Role of Independent Scrutinisers
An important aspect of large amalgamation proceedings is the conduct of meetings of shareholders and creditors under the supervision of independent professionals appointed by the NCLT.
In the present matter, the Hon’ble Tribunal directed appointment of independent practising professionals as scrutinisers for the meetings to ensure transparency, fairness, and compliance with statutory requirements.
Adv. John Vadassery had the privilege of serving as one of the NCLT-appointed Scrutinisers in connection with the meetings conducted pursuant to the Scheme.

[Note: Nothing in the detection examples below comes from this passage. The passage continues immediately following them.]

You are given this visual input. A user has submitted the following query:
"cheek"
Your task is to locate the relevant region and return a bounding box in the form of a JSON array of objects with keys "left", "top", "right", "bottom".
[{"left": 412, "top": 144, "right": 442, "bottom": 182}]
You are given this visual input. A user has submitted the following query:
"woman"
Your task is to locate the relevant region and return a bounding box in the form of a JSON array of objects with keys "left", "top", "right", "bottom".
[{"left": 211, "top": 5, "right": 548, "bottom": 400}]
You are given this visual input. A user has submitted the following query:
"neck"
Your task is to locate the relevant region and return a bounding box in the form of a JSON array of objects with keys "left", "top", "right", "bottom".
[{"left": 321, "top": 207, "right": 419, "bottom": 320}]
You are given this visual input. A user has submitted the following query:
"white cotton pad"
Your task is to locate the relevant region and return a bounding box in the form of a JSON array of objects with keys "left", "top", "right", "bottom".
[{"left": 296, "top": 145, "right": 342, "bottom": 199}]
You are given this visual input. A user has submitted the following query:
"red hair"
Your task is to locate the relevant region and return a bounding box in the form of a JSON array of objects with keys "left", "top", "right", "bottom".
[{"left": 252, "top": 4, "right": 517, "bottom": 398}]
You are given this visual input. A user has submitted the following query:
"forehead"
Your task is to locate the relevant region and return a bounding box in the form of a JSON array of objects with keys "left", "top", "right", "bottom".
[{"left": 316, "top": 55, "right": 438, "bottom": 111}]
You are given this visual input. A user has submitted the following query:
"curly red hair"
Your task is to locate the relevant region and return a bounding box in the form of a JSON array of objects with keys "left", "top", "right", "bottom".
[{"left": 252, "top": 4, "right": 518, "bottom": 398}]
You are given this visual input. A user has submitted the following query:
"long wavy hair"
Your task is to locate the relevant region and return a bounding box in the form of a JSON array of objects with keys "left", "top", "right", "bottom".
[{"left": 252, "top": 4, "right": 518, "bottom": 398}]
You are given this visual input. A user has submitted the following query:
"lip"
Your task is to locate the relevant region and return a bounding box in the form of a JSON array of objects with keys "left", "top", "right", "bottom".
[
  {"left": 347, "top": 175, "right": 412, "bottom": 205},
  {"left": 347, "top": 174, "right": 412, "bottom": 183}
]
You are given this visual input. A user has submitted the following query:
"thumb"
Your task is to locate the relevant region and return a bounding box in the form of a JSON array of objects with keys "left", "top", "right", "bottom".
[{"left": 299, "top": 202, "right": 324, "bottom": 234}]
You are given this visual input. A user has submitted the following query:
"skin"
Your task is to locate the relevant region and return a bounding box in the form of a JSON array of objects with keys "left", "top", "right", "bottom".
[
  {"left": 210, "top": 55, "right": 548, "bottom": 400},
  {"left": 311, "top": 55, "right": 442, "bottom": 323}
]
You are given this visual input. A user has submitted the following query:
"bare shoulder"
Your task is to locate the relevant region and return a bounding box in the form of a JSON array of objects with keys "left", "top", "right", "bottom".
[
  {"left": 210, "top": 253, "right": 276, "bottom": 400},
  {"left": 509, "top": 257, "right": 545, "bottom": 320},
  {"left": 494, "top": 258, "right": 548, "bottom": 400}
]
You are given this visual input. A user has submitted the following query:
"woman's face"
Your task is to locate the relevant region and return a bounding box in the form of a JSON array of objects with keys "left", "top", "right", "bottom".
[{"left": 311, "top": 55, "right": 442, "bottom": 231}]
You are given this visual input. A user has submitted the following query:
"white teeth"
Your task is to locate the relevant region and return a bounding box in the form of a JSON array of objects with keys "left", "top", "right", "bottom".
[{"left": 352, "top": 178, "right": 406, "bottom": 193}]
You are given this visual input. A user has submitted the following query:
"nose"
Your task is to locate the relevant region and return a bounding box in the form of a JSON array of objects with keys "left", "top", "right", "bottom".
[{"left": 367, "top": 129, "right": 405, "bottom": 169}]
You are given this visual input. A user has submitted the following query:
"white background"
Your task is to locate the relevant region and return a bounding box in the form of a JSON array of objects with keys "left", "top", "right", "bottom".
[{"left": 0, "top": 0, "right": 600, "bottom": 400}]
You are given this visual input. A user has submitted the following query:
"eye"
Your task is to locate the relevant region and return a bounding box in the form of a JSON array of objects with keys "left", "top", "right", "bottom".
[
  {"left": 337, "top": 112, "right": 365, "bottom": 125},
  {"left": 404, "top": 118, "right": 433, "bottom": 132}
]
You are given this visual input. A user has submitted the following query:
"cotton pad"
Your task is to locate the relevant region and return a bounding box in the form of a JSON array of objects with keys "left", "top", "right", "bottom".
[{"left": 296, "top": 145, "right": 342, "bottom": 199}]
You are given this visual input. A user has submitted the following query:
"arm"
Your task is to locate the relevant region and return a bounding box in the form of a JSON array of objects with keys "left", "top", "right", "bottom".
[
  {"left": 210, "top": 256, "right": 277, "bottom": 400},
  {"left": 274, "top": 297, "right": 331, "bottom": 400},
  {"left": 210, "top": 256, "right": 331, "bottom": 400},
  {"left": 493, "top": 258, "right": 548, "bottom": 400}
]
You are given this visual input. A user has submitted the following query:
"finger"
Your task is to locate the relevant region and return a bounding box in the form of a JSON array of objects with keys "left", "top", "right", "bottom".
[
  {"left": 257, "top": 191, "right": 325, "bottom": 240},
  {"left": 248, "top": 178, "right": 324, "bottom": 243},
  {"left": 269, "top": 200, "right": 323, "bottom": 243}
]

Significance from an IPO Perspective
Large-scale corporate restructuring exercises are frequently undertaken before proposed public listings. Consolidation of group entities into a single flagship company helps in:
- simplifying corporate structure;
- improving financial transparency;
- reducing related party transactions;
- streamlining governance;
- enhancing valuation efficiency;
- and improving investor perception.
Against this backdrop, the present amalgamation assumes strategic significance in light of the proposed future IPO plans of the Malabar Gold Group.
Conclusion
The amalgamation involving 51 transferor companies into Malabar Gold and Diamonds Limited represents a landmark corporate restructuring exercise before the NCLT, Kochi Bench. The scale of the transaction, the number of entities involved, and the commercial rationale underlying the scheme make it one of the most notable amalgamation proceedings in recent Indian corporate history.
The scheme demonstrates how mergers and amalgamations under the Companies Act, 2013 can be effectively utilised for operational integration, governance enhancement, cost optimisation, and long-term strategic growth.